# [solved (kind of)] LaTeX has lost its article.cls file



## quamenzullo (Feb 10, 2014)

Hello everyone,

I have been using the TeX Live distribution of LaTeX since some months and everything used to work fine until now. Today, when trying to compile a .tex file, I am 'suddenly' getting this error:

```
This is pdfTeX, Version 3.1415926-2.5-1.40.14 (TeX Live 2013)
 restricted \write18 enabled.
entering extended mode
(./FractionsSimplification-d4691a5b7a3ec.tex
LaTeX2e <2011/06/27>
Babel <3.9f> and hyphenation patterns for 78 languages loaded.

! LaTeX Error: File `article.cls' not found.

Type X to quit or <RETURN> to proceed,
or enter new name. (Default extension: cls)

Enter file name:
```
The error is the same, no matter if I try to compile with latex or pdflatex.

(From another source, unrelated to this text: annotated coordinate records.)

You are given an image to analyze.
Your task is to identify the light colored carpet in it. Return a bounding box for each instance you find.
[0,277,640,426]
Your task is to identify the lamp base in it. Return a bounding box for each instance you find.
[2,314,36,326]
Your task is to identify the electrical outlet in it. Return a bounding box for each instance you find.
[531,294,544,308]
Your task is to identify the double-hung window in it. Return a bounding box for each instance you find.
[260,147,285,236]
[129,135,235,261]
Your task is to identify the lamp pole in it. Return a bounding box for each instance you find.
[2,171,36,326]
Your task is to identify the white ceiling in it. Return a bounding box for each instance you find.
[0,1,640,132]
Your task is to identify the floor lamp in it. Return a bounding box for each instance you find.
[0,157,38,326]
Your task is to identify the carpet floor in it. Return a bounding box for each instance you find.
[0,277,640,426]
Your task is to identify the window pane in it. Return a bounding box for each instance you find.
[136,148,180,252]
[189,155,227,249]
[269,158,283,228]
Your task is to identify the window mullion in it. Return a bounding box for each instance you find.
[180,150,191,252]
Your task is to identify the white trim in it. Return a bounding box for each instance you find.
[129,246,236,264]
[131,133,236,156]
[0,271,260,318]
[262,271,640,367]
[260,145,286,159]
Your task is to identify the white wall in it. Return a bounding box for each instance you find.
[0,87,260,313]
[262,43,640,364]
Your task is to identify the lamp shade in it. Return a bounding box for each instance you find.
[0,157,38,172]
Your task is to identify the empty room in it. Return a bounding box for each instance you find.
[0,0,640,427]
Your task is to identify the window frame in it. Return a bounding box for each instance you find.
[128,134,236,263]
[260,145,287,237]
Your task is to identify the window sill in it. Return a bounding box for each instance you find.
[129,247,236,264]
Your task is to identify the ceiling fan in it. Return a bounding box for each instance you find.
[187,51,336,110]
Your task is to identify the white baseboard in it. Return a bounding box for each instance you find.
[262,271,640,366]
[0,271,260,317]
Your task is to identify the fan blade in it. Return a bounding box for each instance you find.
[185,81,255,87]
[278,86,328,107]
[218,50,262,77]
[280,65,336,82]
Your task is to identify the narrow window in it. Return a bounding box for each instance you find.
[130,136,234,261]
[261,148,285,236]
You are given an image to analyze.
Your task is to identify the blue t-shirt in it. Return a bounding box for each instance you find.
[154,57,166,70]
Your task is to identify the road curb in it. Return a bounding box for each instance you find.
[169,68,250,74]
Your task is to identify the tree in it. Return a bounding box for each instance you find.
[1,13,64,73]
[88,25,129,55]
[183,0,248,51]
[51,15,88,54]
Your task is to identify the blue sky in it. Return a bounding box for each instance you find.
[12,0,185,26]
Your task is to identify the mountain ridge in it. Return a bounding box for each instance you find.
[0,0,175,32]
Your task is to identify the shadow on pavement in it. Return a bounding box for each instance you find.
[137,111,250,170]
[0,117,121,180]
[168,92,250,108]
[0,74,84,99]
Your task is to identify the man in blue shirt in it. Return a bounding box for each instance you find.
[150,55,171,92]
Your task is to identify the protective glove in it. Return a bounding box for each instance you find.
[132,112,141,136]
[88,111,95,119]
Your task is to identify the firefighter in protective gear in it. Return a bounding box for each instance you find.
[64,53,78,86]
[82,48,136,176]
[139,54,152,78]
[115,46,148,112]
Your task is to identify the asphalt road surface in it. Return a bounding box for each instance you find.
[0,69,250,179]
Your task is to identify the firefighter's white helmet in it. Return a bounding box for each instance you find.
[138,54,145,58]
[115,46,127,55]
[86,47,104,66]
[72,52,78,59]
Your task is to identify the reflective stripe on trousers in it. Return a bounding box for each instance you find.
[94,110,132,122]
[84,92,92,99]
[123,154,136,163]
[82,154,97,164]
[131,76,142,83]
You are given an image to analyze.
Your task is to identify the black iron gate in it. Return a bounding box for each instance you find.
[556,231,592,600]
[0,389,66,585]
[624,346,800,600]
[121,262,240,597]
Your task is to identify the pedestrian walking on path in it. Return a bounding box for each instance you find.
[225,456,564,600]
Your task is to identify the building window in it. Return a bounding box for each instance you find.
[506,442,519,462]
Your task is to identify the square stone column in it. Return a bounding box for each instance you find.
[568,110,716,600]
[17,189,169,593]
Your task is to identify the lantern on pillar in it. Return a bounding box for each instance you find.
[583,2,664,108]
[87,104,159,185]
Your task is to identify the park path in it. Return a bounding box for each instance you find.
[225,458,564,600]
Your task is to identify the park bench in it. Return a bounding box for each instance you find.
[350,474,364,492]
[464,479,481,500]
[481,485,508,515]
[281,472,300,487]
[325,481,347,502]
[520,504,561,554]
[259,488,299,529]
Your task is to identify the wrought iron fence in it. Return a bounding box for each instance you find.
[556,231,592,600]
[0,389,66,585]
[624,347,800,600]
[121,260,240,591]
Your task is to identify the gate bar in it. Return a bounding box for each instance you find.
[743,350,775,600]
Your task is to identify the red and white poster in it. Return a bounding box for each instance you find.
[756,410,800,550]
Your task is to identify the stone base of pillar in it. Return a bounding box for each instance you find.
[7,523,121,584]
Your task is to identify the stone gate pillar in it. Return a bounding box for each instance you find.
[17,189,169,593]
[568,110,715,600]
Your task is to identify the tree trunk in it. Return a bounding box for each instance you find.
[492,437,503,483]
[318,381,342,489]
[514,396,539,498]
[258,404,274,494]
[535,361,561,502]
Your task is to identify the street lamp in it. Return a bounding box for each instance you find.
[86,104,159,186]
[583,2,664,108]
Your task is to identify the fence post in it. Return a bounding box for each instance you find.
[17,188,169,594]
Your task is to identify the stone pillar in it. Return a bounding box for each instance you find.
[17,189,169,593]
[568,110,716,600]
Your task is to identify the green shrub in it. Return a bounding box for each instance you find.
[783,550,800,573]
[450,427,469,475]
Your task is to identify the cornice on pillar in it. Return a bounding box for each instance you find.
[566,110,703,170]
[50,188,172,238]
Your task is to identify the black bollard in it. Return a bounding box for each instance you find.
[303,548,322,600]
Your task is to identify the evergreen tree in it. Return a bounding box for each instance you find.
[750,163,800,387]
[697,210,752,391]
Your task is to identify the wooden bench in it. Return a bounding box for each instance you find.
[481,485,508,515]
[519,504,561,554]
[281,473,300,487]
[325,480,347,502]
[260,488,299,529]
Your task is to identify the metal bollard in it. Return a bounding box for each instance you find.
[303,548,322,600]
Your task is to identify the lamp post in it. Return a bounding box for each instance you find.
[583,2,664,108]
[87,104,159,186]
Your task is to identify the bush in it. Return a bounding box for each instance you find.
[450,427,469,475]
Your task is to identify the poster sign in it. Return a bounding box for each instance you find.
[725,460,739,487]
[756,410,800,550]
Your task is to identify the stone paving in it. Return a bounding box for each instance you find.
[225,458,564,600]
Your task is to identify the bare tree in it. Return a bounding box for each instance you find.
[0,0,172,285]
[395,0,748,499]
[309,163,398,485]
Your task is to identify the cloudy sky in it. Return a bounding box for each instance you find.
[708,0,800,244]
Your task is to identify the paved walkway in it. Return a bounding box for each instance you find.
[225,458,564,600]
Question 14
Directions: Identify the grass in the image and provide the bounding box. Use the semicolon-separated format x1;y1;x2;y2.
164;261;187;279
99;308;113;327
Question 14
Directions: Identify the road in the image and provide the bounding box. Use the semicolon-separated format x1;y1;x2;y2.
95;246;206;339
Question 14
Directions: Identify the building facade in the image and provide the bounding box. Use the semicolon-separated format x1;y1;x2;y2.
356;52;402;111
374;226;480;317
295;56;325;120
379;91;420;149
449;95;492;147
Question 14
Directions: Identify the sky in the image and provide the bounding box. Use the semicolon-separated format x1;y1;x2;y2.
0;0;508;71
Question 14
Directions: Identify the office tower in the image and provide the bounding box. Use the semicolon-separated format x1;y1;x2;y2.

It comes from this quite standard line of the .tex file: 
	
	



```
\documentclass[a4paper,fleqn,12pt]{article}
```
So, I checked that article.cls was still at the right place: it is.

```
root@...:/srv/web/website1/temp_files # ls /usr/local/share/texmf-dist/tex/latex/base/article.cls
/usr/local/share/texmf-dist/tex/latex/base/article.cls
root@...:/srv/web/website1/temp_files #
```

I have run `make deinstall clean` and then `make install clean` in /usr/ports/print/texlive-latex, in the hope it would reconfigure or update some parameters but it didn't change anything.

Some configuration must have been broken at some point, but which one?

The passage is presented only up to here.